The inhabitants of the Saada migrant detention centre were sleeping when the bombs arrived. It was early morning on 28 April 2025. Witnesses and local activists reported at least three airstrikes hitting the prison in long succession, with a fourth striking nearby. The detainees were East African migrants, mostly Ethiopian and Somali, people who had crossed the Gulf of Aden hoping to reach Saudi Arabia for work and had instead been locked in a compound outside Saada city by Yemen's Houthi authorities. At least 68 of them died, according to the Houthi-affiliated Al Masirah channel and the Euro-Mediterranean Human Rights Monitor. Forty-seven others were wounded, many of them critically. It was the largest single civilian death toll from a United States military operation since the 2017 Mosul airstrike. Within the wreckage, investigators identified the remains of two to three GBU-39 precision-guided American-made bombs.

The Strikes

The Saada compound was a known detention facility. It had been operating as such for years before 28 April. The International Committee of the Red Cross had visited. The United Nations had visited and denied that the compound served any military function. The two buildings hit by American bombs were each about 120 feet long and stood roughly 500 feet apart, separated by a road. The compound occupied 50 acres, surrounded by a wall, in an open area far from any military base. A local Ethiopian activist told The Washington Post that at least three strikes hit the building in long succession while a fourth landed nearby. Another nearby building of unknown use was also struck, though no casualties were reported. The ambulance stationed at the facility was destroyed in the strikes, along with the main gate, hindering rescue.

Rough Rider

In early 2024, the United States began an airstrike campaign against Houthi forces in Yemen in response to their attacks on commercial shipping and naval vessels in the Red Sea and Gulf of Aden. The Houthis said their attacks were in support of Palestine during the Gaza War. On 15 March 2025, the U.S. launched Operation Rough Rider, an intensification of that campaign that shifted targeting from Houthi military infrastructure to the group's leadership. U.S. Central Command claimed the operation had destroyed command-and-control facilities, air defense systems, weapons manufacturing sites, and storage locations.
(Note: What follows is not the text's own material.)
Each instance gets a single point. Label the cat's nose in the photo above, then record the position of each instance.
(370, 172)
The watchdog organization Airwars warned that the shift was putting civilians at greater risk. Whether the Saada facility was targeted deliberately, misidentified, or struck by accident remains disputed. A U.S. Department of Defense official said only that CENTCOM was 'aware of the claims of civilian casualties' and took them 'very seriously.'

Who the Dead Were

The people killed in the Saada detention centre were African migrants, most of them Ethiopians and a smaller number from other Horn of Africa countries. They had traveled through Djibouti or Somaliland, boarded small boats across the Gulf of Aden, walked across northern Yemen, and been captured and detained by Houthi authorities, who reportedly ran the facility as both a control measure and a source of ransom revenue. Many had families in villages outside Addis Ababa or Dire Dawa who were waiting for remittances that would now never come. Three days before the strike, a group of Somali detainees had been removed from the centre for reasons that remain unclear, which meant, a local community leader said, that the number of Somalis killed was 'very small.' The rest of the people locked in the facility were not so fortunate. Al Masirah aired footage of first responders pulling at least a dozen bodies from the wreckage, recovering them from under concrete and twisted metal in what had been a room full of sleeping people.

The International Response

The United Nations response was explicit. UN spokesman Stephane Dujarric called the attack 'deeply alarming' and urged all parties to protect civilians; he did not name the United States, a diplomatic restraint that Western diplomats noted with some discomfort. The UN Special Envoy for Yemen, Hans Grundberg, called for 'accountability for every loss of civilian life.' Christine Cipolla, who heads the Red Cross delegation in Yemen, said: 'It is unthinkable that while people are detained and have nowhere to escape, they can also be caught in the line of fire.' Amnesty International called for the strike to be investigated as a possible war crime. By October 2025, reporting from The Intercept put the toll at 61 immigrants and no combatants. The strike was among the most deadly to civilians in the history of United States operations against the Houthis, and it became a touchstone in debates over the targeting policies of Operation Rough Rider.

What the Dead Were Trying to Do

The route across the Gulf of Aden and through Yemen to Saudi Arabia is one of the most dangerous migration corridors in the world. Tens of thousands of East Africans, many of them Ethiopian teenagers and young adults from Tigray, Oromia, Amhara, and Somalia, undertake the journey every year, paying smugglers for passage and then often being captured, beaten, ransomed, and held in improvised prisons in northern Yemen. A UN report from 2024 estimated that as many as 3,000 migrants had died or gone missing on this route in the preceding two years. The people in the Saada detention centre had not chosen to be there. They were there because migration networks had failed them, and because the Yemeni war had made the already dangerous route through Houthi territory deadlier. On 28 April 2025, for the people inside that compound, the deadliest thing in northern Yemen turned out to be an American GBU-39. They were sleeping when it arrived.

From the Air

Coordinates: 16.93°N, 43.73°E. Saada city sits in the highlands of northwestern Yemen, near the Saudi border. The Yemeni highlands rise above 2,000m. Sana'a International Airport (OYSN) is 170 km to the south, though Yemeni airspace is heavily restricted. Recommended viewing altitude: 15,000-20,000 feet MSL given terrain elevation. Active military airspace; consult current NOTAMs. Clear mountain air typical; afternoon visibility may be reduced by dust.